Investment banking fees plunge 34% in Q1 to $194.5 million: Report - Times of India


MUMBAI: Despite a record year for primary share issues, investment banking activities declined in the first quarter of the year, pulling down their fees by almost 34 per cent to $194.5 million and making it the lowest start to a year since 2016, according to a report.
However, the ECM (equity capital markets) underwriting fees reached a three-year high of $63.8 million, growing 7.2 per cent over the same period in 2020, according to the data collated by Refinitiv, which is owned by LSEG (London Stock Exchange Group).
According to the report, at $194.5 million, the fee collected by I-bankers is the lowest since 2016 when it stood at $127.4 million. On an annualised basis, this was 33.7 per cent down from the Q1 of 2020, the report said.
The biggest drop was loan syndication fees that more than halved (down 50.5 per cent) to $44.7 million, followed by M&A advisory fees which plunged 47 per cent to $33.1 million and DCM (debt capital market) underwriting fees that fell 34.9 per cent to $53.0 million.
SBI Caps took the top spot in overall investment banking fee league table with 13.8 per cent wallet share, collecting $26.9 million.
In terms of M&As fees, Morgan Stanley topped the league handling M&As worth $5 billion or 18.9 per cent market share, followed by Goldman Sachs and BofA Securities with 15.2 per cent and 14.7 per cent market share, respectively.
ICICI Bank led the ranking for ECM underwriting, handling $927.5 million in related proceeds and 12.7 per cent market share, followed by BofA Securities and Axis Bank with 12.2 per cent and 11.3 per cent market share.
M&As reached $26.6 billion in the first quarter and were flat, while deal count fell 20.8 per cent year-on.
There were six deals above $1 billion during the first quarter, with a cumulative total of $15.9 billion, compared to $10.4 billion from four deals last year.
Domestic M&As inched up 1 per cent to $15.8 billion, primarily led by Piramal Capital & Housing Finance’s bid to acquire Dewan Housing Finance through the bankruptcy process for a total $4.711 billion, making it the largest deal so far this year.
In-bound M&As grew 21 per cent to $8.3 billion.
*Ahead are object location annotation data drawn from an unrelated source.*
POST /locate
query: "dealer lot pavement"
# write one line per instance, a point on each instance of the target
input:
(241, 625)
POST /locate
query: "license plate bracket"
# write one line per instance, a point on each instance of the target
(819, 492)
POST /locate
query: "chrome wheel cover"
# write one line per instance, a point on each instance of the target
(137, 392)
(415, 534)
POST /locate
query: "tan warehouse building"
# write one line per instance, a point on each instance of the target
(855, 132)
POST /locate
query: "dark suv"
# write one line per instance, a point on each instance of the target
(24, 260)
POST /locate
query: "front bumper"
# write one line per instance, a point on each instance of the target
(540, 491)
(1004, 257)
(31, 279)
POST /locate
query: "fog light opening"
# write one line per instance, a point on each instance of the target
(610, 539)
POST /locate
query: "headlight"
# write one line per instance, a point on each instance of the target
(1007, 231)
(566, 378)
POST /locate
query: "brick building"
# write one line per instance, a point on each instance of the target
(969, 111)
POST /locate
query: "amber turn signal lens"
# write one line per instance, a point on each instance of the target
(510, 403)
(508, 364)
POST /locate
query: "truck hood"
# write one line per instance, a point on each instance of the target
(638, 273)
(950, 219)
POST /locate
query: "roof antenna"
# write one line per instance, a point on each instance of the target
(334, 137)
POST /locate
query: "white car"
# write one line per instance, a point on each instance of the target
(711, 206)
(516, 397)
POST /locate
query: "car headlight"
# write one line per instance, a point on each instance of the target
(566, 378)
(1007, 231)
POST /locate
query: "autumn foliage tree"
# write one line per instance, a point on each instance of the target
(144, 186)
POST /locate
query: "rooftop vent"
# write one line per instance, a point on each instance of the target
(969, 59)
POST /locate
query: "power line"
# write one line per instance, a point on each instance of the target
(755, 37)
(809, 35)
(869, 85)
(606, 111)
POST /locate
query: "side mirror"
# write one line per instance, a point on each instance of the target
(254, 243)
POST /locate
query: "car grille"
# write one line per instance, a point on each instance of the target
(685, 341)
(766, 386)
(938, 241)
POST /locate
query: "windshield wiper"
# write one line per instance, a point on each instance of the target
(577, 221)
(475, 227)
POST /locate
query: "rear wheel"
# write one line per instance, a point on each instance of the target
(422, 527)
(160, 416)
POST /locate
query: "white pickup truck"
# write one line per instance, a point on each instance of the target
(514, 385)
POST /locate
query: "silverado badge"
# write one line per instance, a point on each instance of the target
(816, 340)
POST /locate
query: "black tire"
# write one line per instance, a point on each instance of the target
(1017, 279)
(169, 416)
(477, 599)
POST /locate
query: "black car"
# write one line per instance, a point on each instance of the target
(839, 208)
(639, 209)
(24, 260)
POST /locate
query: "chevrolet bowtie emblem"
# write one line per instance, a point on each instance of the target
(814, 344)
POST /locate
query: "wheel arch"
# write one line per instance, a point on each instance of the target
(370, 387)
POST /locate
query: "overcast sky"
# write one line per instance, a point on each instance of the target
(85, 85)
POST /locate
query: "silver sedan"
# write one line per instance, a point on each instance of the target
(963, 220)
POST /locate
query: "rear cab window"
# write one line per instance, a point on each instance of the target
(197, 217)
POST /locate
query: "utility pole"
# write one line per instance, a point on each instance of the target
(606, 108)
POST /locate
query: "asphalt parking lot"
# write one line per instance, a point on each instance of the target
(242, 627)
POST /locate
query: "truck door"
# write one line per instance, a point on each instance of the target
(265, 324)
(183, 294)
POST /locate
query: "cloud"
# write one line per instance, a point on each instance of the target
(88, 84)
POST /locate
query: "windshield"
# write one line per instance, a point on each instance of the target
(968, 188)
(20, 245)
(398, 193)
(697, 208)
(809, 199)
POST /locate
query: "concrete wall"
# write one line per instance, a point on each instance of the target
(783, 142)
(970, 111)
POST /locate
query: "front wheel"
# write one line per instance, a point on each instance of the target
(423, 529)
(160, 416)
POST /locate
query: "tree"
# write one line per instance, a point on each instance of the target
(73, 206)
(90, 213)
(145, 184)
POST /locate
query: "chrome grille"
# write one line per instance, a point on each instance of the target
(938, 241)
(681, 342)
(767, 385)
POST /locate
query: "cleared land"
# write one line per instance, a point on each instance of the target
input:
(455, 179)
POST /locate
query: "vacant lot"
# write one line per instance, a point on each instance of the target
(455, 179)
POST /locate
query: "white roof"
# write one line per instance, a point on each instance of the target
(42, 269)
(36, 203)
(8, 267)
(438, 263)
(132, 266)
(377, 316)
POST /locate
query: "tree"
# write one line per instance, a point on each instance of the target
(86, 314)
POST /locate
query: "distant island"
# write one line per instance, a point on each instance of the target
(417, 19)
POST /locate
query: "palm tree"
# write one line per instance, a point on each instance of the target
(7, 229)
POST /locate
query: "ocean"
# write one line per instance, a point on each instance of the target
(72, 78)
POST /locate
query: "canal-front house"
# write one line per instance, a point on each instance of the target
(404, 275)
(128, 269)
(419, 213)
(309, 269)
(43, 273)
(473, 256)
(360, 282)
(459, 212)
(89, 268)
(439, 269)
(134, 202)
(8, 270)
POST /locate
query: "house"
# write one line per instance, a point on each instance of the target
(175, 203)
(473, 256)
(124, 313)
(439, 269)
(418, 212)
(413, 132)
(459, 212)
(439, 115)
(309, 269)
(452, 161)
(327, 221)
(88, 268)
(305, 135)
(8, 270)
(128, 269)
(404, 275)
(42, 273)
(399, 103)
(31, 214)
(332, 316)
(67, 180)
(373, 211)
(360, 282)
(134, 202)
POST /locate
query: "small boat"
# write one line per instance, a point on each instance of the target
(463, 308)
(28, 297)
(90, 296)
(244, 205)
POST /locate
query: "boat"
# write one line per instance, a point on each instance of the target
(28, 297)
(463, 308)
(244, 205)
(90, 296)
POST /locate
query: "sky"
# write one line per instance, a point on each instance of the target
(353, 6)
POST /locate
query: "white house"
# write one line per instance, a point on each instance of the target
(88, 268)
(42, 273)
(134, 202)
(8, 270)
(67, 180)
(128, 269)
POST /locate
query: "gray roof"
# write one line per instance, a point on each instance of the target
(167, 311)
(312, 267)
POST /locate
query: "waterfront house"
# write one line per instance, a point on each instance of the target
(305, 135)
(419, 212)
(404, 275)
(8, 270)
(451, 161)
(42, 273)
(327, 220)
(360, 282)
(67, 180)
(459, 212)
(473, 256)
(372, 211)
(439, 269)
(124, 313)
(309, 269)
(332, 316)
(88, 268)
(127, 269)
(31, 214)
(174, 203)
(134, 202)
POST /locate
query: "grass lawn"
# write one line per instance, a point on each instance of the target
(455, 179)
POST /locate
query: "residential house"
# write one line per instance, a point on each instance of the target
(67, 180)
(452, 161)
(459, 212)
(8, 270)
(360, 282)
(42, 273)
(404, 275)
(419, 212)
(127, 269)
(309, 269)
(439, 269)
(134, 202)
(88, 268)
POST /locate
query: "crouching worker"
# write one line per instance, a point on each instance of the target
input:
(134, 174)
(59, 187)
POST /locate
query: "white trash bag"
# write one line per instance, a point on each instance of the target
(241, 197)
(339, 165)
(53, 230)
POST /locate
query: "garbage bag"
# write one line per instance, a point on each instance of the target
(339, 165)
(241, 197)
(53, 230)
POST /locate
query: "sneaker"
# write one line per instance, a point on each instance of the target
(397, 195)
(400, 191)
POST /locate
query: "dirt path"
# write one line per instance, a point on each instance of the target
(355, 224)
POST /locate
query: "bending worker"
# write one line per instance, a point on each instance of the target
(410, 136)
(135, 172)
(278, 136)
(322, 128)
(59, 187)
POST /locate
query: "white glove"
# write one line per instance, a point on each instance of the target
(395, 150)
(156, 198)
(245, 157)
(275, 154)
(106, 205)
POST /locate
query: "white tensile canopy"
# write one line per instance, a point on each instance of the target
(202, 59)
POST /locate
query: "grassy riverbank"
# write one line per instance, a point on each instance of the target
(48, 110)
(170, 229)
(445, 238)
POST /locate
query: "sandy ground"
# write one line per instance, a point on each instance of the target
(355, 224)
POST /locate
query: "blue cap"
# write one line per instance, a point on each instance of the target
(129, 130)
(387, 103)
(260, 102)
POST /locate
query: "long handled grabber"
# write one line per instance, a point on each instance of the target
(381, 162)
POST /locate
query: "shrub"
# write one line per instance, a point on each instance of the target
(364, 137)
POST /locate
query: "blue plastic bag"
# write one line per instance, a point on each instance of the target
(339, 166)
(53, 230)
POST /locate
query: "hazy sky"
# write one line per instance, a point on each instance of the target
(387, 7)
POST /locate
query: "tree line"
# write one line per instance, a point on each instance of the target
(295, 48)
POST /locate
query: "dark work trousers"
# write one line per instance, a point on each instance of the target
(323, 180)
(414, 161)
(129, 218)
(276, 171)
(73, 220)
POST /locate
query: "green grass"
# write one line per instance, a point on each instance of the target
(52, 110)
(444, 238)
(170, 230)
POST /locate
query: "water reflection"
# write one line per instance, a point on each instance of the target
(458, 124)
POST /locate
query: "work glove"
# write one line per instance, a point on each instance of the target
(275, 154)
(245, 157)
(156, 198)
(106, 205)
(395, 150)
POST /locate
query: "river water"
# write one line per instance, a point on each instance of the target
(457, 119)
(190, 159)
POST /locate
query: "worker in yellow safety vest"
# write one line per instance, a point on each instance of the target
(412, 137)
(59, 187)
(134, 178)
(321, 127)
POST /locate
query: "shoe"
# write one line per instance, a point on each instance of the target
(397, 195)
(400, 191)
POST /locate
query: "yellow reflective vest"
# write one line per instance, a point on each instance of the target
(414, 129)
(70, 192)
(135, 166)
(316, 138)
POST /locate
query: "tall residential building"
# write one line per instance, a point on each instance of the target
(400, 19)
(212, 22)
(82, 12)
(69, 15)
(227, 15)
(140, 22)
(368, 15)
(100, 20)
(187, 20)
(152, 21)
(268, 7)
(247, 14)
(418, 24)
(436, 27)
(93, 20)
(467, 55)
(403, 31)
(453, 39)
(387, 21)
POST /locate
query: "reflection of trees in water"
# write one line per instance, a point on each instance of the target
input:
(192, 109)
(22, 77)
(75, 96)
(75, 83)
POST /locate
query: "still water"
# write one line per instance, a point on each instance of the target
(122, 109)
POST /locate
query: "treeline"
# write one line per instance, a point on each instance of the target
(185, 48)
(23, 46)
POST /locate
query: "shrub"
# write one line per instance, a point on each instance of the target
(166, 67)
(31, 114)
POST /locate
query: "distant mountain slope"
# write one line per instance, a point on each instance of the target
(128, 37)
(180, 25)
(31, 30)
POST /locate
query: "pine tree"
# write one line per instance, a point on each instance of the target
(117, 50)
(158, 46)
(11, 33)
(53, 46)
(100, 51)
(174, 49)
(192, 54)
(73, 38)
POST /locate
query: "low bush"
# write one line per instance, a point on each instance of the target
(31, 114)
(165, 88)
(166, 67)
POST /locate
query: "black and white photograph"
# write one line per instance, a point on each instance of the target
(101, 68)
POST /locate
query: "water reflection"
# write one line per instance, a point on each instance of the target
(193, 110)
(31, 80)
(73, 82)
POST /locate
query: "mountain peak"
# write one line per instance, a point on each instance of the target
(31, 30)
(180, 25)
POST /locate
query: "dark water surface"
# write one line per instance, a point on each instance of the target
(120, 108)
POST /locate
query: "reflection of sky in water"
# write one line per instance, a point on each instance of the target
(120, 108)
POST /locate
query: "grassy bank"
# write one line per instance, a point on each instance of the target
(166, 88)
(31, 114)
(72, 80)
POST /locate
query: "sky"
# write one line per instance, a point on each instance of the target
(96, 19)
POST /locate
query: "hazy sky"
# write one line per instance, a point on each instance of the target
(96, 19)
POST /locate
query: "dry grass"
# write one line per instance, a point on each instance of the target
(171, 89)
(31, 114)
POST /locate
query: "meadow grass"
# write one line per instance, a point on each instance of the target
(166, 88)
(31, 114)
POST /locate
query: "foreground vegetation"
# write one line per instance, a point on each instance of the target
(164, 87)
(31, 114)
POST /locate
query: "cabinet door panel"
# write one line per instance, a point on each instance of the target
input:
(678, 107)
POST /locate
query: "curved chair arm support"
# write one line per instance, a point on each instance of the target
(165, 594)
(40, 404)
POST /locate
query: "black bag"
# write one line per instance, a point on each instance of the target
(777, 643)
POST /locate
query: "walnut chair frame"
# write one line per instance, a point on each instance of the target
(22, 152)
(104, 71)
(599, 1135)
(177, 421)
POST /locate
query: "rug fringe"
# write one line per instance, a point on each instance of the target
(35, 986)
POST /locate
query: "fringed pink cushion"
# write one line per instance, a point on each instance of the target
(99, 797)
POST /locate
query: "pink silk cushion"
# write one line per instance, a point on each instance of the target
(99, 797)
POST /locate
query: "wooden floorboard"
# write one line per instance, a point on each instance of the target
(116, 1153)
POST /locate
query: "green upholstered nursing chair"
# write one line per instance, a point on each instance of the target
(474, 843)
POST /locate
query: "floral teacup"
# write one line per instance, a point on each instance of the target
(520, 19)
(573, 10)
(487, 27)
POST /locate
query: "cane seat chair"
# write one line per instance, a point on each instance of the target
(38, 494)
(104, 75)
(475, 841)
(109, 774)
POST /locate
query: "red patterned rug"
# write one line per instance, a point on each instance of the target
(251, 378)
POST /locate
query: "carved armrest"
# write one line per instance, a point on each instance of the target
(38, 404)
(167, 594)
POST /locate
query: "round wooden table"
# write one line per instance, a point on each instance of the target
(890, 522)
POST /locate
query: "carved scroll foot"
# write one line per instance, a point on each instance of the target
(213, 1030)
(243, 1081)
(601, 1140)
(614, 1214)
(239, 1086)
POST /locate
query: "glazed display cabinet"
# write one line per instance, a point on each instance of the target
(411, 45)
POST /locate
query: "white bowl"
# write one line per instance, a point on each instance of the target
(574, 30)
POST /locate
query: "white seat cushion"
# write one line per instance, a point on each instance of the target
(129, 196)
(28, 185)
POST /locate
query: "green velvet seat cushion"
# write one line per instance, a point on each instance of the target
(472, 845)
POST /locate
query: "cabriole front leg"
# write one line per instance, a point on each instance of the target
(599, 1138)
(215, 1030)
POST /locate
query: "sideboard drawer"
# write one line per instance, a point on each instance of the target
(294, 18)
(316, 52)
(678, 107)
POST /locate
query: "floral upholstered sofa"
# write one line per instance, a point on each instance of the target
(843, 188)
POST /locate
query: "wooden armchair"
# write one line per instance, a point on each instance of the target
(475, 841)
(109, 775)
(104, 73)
The US-based companies were the most active foreign acquirers totalling $5.1 billion deals, or 62.3 per cent of all inbound M&As.
On the other hand outbound M&As fell 40.6 per cent to $1.8 billion, despite a 17.1 per cent increase in volume.
Britain was the most targeted nation in terms of value by Indian companies with six deals worth $1.5 billion, or 79 per cent of all outbound deals, while the US saw the most number of acquisitions with 11 deals worth $196.5 million.
Equity capital markets (ECM) raised $7.3 billion in Q1, up 13.4 per cent, which was the highest start to a year since 2018 when it stood at $8.8 billion.
Follow-on offerings accounted for 67.9 per cent of ECM proceeds, raising $5.0 billion, up 16.5 per cent.
Initial public offerings totalled $2.3 billion, a 98.7 per cent jump in proceeds, making it the highest first quarter since 2018, led by IRFC‘s $635.50 million IPO in January.
On the debt capital market, bond offerings started slow and amounted to $22.9 billion, down 10.5 per cent and making it the lowest first quarter since 2018 when it was $18.4 billion.
Axis Bank topped the ranking for bonds underwriting worth $2.5 billion from 30 issues or 11 per cent market share.